In claris non fit interpretatio, recita un antico broccardo latino (ovvero, se il significato letterale di una norma è chiaro allora non è ammessa l'interpretazione). La direttiva sui cookies è invece tutt'altro che chiara, sia a causa della mancanza di una reale presa di posizione da parte del legislatore comunitario, che ha forse preferito affidarsi all'ambiguità per ricomporre diversi interessi in gioco, sia a causa di una tecnica normativa non proprio felice. Se si considera poi che, nel caso dell'Italia, la confusione è aggravata da un vistoso errore nella traduzione del testo della direttiva (si legge che il consenso dell'utente deve essere stato dato 'preliminarmente' all'installazione di cookies, ma tale avverbio non compare nelle traduzioni nelle altre lingue europee), si possono comprendere facilmente le ragioni della 'guerra di religione' che sta caratterizzando il recepimento di questa direttiva.
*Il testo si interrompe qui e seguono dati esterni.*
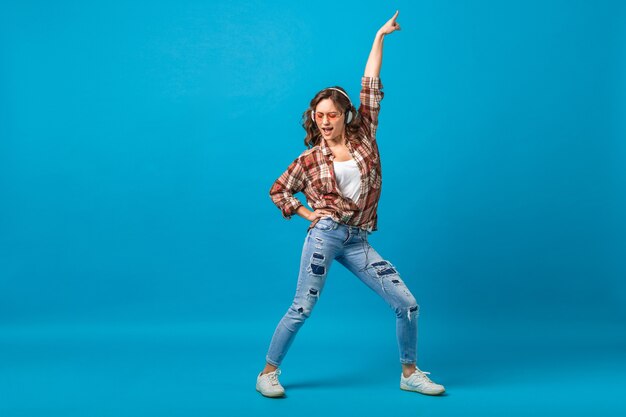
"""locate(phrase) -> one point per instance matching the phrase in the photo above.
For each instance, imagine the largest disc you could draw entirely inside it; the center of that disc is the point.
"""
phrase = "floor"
(209, 369)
Da un lato, infatti, le Autorità garanti della privacy nei diversi Stati Membri sostengono che quando la direttiva menziona il consenso degli utenti quale presupposto indefettibile per l'installazione dei cookies, essa si riferisce ad un consenso preliminare ed esplicito (c.d. opt-in). Dall'altro, gli editori ed i pubblicitari online ritengono che la direttiva richieda soltanto che gli utenti siano previamente informati circa l'utilizzo dei cookies e che il consenso degli stessi possa essere desunto dalla scelta di continuare a navigare nonostante l'informativa ricevuta o dalle impostazioni del browser utilizzato per navigare, fermo restando il diritti degli stessi di opporsi in qualsiasi momento a ricevere ulteriori cookies (c.d. opt-out).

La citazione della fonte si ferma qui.